Soucieux de vérifier ces allégations, nous avons lancé des analyses sur dix-huit produits sucrés. Notre choix s’est porté sur des bonbons, des gâteaux et des desserts glacés particulièrement appréciés des enfants et susceptibles de contenir du dioxyde de titane (le colorant E171) sous forme nanoparticulaire.
Des nanos dans 100 % des produits testés
Résultat ? Tous nos échantillons, sans exception, contiennent des nanoparticules de dioxyde de titane ! La mention « [nano] » aurait donc dû figurer sur leurs étiquettes, conformément au règlement européen Inco. Or, tel n’est pas le cas. Soit les marques ignorent cette présence dans les ingrédients qu’elles utilisent, soit elles nient le problème…
Pour en avoir le cœur net, nous avons contacté une quinzaine d’entreprises agroalimentaires sur leur usage des nanomatériaux (additifs, nanotextures, ingrédients nanoencapsulés). Près de la moitié d’entre elles nous ont répondu, toutes affirmant ne pas utiliser de nanomatériaux. Y compris les entreprises dont les produits de notre test présentent des nanoparticules de dioxyde de titane…

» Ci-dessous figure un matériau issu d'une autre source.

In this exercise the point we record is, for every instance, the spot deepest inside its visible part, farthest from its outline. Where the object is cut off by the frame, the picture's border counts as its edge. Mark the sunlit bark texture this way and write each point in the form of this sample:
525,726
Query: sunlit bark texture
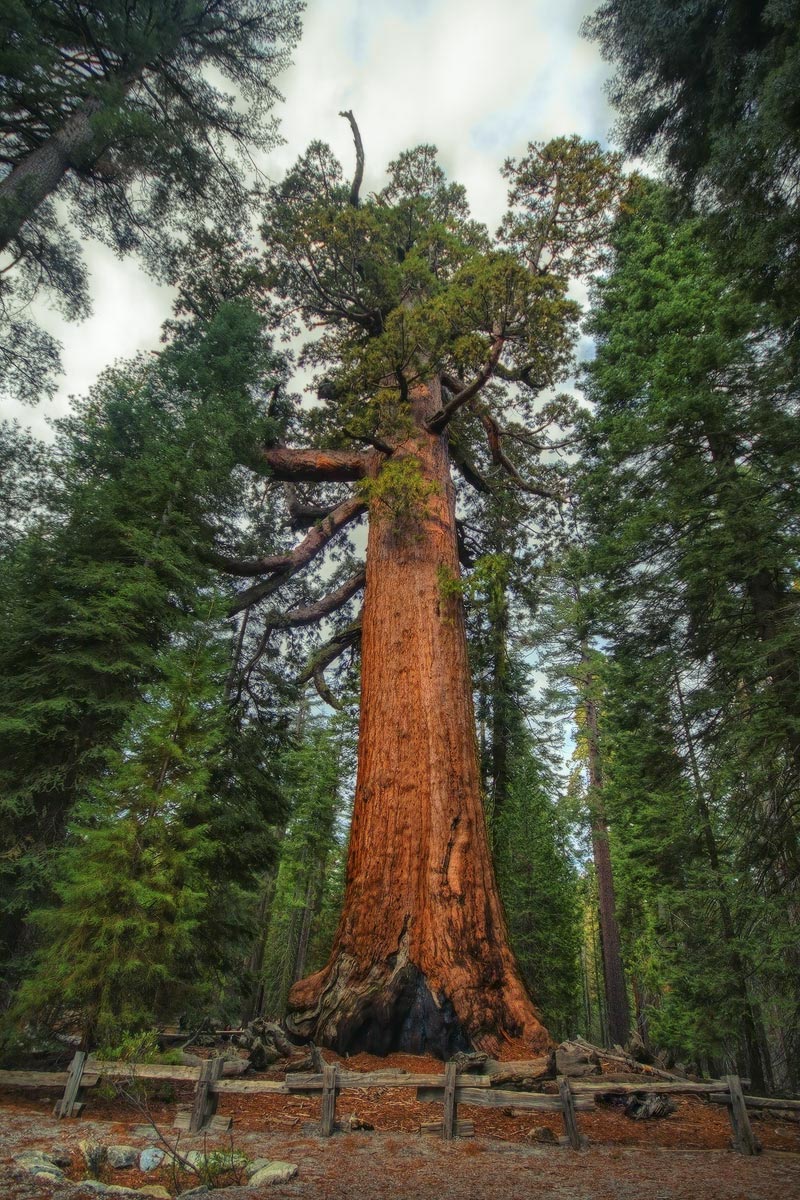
421,960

Mauvaise foi ou ignorance ? Impossible à savoir. Peut-être que les industriels n’ont pas accès à toutes les informations auprès de leurs fournisseurs. Peut-être aussi s’abritent-ils derrière une définition de la Commission européenne datant de 2011, selon laquelle un matériau est « nano » s’il contient « au minimum 50 % de particules de dimensions comprises entre 1 nm et 100 nm ». Le règlement européen Inco ne prévoit pourtant aucun seuil minimum !
Réellement inoffensives, les nanos ?
Utiliser les matériaux sous forme de « nanos » offre des propriétés nouvelles : dans les aliments, les nanoparticules aident à modifier la couleur, l’odeur, la fluidité ou encore la texture. Ainsi, le dioxyde de titane (E171) sous forme nano optimise l’aspect blanchissant de ce colorant pour les glaçages et enrobages de produits sucrés ; il aide aussi à empêcher l’oxygène et l’humidité d’altérer le produit.
Mais au-delà de leur utilité technologique, il faut savoir si l’ingestion de nanoparticules est réellement inoffensive. Les études actuelles ne permettent pas encore de le savoir, mais l’étau se resserre autour de certaines substances comme ce fameux dioxyde de titane.
E171, un additif préoccupant
En avril dernier, l’Agence nationale de sécurité sanitaire de l’alimentation (Anses) rendait en effet un avis plutôt alarmant sur le dioxyde de titane, à la suite d’une étude de l’Institut national de la recherche agronomique (Inra) publiée en janvier 2017. Les chercheurs ont fait ingérer à des rats du dioxyde de titane contenant 40-45 % de nanoparticules, à des doses proches de celles que l’homme peut ingérer. Après cent jours d’exposition, ils ont observé que le dioxyde de titane entraînait dans le côlon une croissance accélérée de lésions initialement bénignes comme les polypes.
Aucune conclusion n’est toutefois établie pour l’homme sur ce potentiel effet « promoteur » de la cancérogenèse du E171. Ni sur d’autres résultats non moins préoccupants, tels que le passage des nanoparticules de cet additif à travers la barrière intestinale. D’autres études sont nécessaires pour confirmer ces premiers résultats. Les choses évoluent donc doucement. Mais en attendant que la transparence s’impose, le plus sage pourrait être de bannir les aliments contenant les additifs suspects.